Barclays raised its price target on Disney to $150 from $130
Barclays raised its price target but said they want more "visibility" around the direct to consumer area.
"While DIS DIS stock has outperformed since its Investor Day, there is meaningful uncertainty around earnings expectations. DIS did provide some high level financial information at the investor day and more granular information in its 8K, but there continues to be a lack of clarity on a number of details for estimates to converge around a tight range. We provide some context to make core comparisons easier."
Longbow downgraded McDonald's to 'neutral' from 'buy'
Longbow downgraded the company mainly on valuation.
"Following MCD MCD 's impressive domestic comp growth performance in 1Q, we have increased confidence the company could beat same-store sales growth expectations against easing comparisons over the last three quarters of the year. . However, the shares are now trading very near to our prior 12-month target price of $200 and we believe now accurately reflect our favorable view. We are therefore downgrading the shares of MCD to NEUTRAL this morning."
Deutsche Bank upgraded Ingersoll-Rand to 'buy' from 'hold'
Deutsche Bank upgraded the industrial manufacturing company after they announced a division would merge with Gardner Denver Holdings GDI which makes pumping equipment.
"This morning, GDI and IR IR announced their intent to combine all of GDI with IR's Industrial segment (including the PFS acquisition, expected to be completed in mid- 2019), creating a global leader in flow creation and industrial technologies.
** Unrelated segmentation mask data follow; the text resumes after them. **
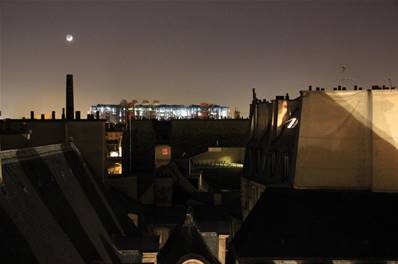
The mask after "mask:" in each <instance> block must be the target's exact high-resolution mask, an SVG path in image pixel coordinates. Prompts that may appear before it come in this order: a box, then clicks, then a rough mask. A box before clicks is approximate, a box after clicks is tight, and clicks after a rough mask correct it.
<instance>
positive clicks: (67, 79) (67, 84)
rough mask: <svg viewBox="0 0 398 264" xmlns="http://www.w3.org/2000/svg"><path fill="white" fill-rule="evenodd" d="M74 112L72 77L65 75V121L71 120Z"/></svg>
mask: <svg viewBox="0 0 398 264" xmlns="http://www.w3.org/2000/svg"><path fill="white" fill-rule="evenodd" d="M74 113H75V110H74V105H73V75H72V74H67V75H66V119H67V120H73V116H74Z"/></svg>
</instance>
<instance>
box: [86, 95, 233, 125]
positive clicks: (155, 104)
mask: <svg viewBox="0 0 398 264" xmlns="http://www.w3.org/2000/svg"><path fill="white" fill-rule="evenodd" d="M90 112H91V113H92V114H95V113H97V112H98V113H99V117H100V118H102V119H106V120H108V122H111V123H123V122H125V120H126V119H127V118H129V117H130V118H132V119H157V120H170V119H226V118H229V116H230V109H229V107H227V106H221V105H214V104H207V103H201V104H198V105H188V106H186V105H169V104H159V101H156V100H155V101H153V102H152V103H150V102H149V101H147V100H144V101H143V102H142V103H141V104H137V103H135V101H132V102H130V103H127V102H125V101H124V102H123V101H122V102H121V104H118V105H116V104H98V105H93V106H91V109H90Z"/></svg>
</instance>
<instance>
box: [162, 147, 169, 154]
mask: <svg viewBox="0 0 398 264" xmlns="http://www.w3.org/2000/svg"><path fill="white" fill-rule="evenodd" d="M169 154H170V149H169V148H168V147H164V148H162V155H163V156H168V155H169Z"/></svg>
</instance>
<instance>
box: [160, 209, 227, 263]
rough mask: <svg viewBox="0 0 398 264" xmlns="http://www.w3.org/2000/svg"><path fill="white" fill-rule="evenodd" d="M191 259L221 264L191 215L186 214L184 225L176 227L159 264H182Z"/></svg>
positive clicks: (210, 262) (207, 262) (166, 244)
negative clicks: (214, 255)
mask: <svg viewBox="0 0 398 264" xmlns="http://www.w3.org/2000/svg"><path fill="white" fill-rule="evenodd" d="M189 258H196V259H199V260H201V261H203V262H204V263H206V264H213V263H214V264H219V261H218V260H217V258H216V257H214V255H213V254H212V253H211V250H210V249H209V247H208V246H207V245H206V243H205V242H204V240H203V238H202V235H201V234H200V232H199V230H198V228H197V227H196V224H195V223H194V221H193V218H192V215H191V214H190V213H187V214H186V217H185V221H184V223H183V224H181V225H179V226H178V227H176V228H175V229H174V230H173V231H172V233H171V235H170V237H169V239H168V240H167V242H166V244H165V245H164V247H163V248H162V249H161V250H160V252H159V254H158V263H159V264H168V263H176V264H178V263H182V262H183V261H185V260H187V259H189Z"/></svg>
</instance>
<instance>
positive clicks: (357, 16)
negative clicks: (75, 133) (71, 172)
mask: <svg viewBox="0 0 398 264" xmlns="http://www.w3.org/2000/svg"><path fill="white" fill-rule="evenodd" d="M187 2H188V3H187ZM187 2H181V1H180V2H172V1H160V2H154V1H145V2H144V1H129V2H113V1H112V2H110V1H74V2H72V3H70V2H62V1H53V2H50V1H40V2H38V1H9V2H7V1H5V2H4V1H2V2H1V3H0V8H1V17H0V19H1V20H0V26H1V28H0V30H1V39H0V43H1V57H0V60H1V64H0V66H1V83H0V84H1V91H0V92H1V93H0V98H1V104H0V109H1V110H2V114H3V115H2V117H3V118H4V117H15V118H20V117H22V116H29V111H30V110H35V111H36V112H37V113H48V112H50V111H51V110H56V111H57V113H58V114H59V112H60V109H61V108H62V107H64V104H65V75H66V73H72V74H74V75H75V109H76V110H81V111H82V112H83V113H85V112H86V111H88V110H89V107H90V105H92V104H97V103H119V102H120V100H121V99H127V100H132V99H136V100H138V101H140V102H141V101H142V100H144V99H147V100H154V99H158V100H160V102H162V103H176V104H192V103H201V102H208V103H218V104H224V105H229V106H230V107H231V108H232V109H233V108H234V107H237V108H238V109H240V110H241V111H242V113H243V114H245V115H247V113H248V108H249V103H250V100H251V88H252V87H256V89H257V94H258V96H259V97H265V98H268V99H271V98H272V97H274V96H275V95H284V94H285V93H287V92H288V93H289V94H290V95H291V96H292V97H295V96H298V91H299V90H301V89H306V87H307V86H308V85H310V84H312V85H313V86H322V87H333V86H336V85H338V84H339V83H341V82H342V83H343V84H344V85H346V86H351V85H354V84H358V85H361V86H364V87H366V86H369V85H372V84H380V85H382V84H386V85H389V82H388V79H389V78H390V79H391V81H392V83H393V85H396V86H398V28H397V27H398V1H382V0H377V1H359V0H358V1H344V0H336V1H322V0H321V1H315V0H313V1H300V0H291V1H255V2H254V1H187ZM68 33H70V34H73V35H74V37H75V40H74V42H73V43H67V42H66V41H65V35H66V34H68ZM342 65H345V67H346V70H345V71H344V72H343V71H342V70H341V69H342V67H341V66H342ZM342 79H343V81H342Z"/></svg>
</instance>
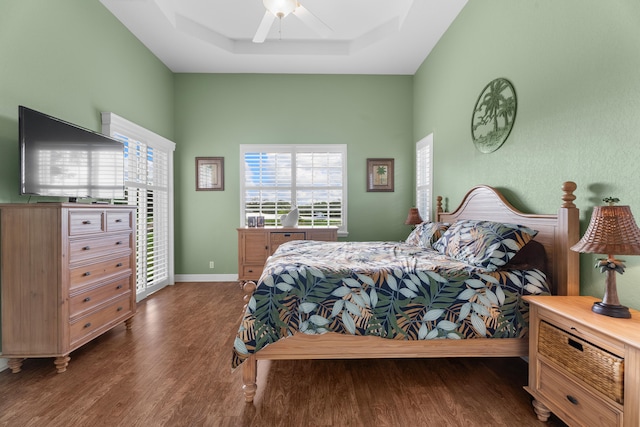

The transaction is structured as a Reverse Morris Trust and, upon closing, IR shareholders will receive 210m shares of IndustrialCo (50.1% stake) and will also own all of ClimateCo, given that IR's remaining Climate segment will become a pure-play HVAC company. ClimateCo will also receive $1.9bn cash from IndustrialCo, to be funded by newly-issued debt assumed by GDI. GDI shareholders will receive 209m shares (49.9% stake) of IndustrialCo."
Credit Suisse upgraded ConocoPhillips to 'outperform' from 'neutral'
Credit Suisse said some concerns about the company are "overdone."
"COP COP has underperformed peers by ~30% YTD driven by: 1) the unwind of winners from last year that occurred in January/February, & 2) concern it makes a large, corporate acquisition. But given management's comments today on the "very high" bar a corporate deal must clear for it to pursue (focused on full-cycle returns) & it already has ~16 BBoe of resource with a cost of supply <$30/Bbl (no need to replenish inventory), we think the aforementioned concerns are overdone. Meanwhile, COP has de-rated >2.0 turns on 2020 EV/DACF this year (largest among large-cap E&Ps) & now trades at a ~0.5x discount to the group (as well as a 10% FCF yield, twice that of peers) despite continuing to execute on its financially disciplined, returns-focused strategy. Thus, we are upgrading COP to Outperform (from Neutral) and maintaining our $75 TP."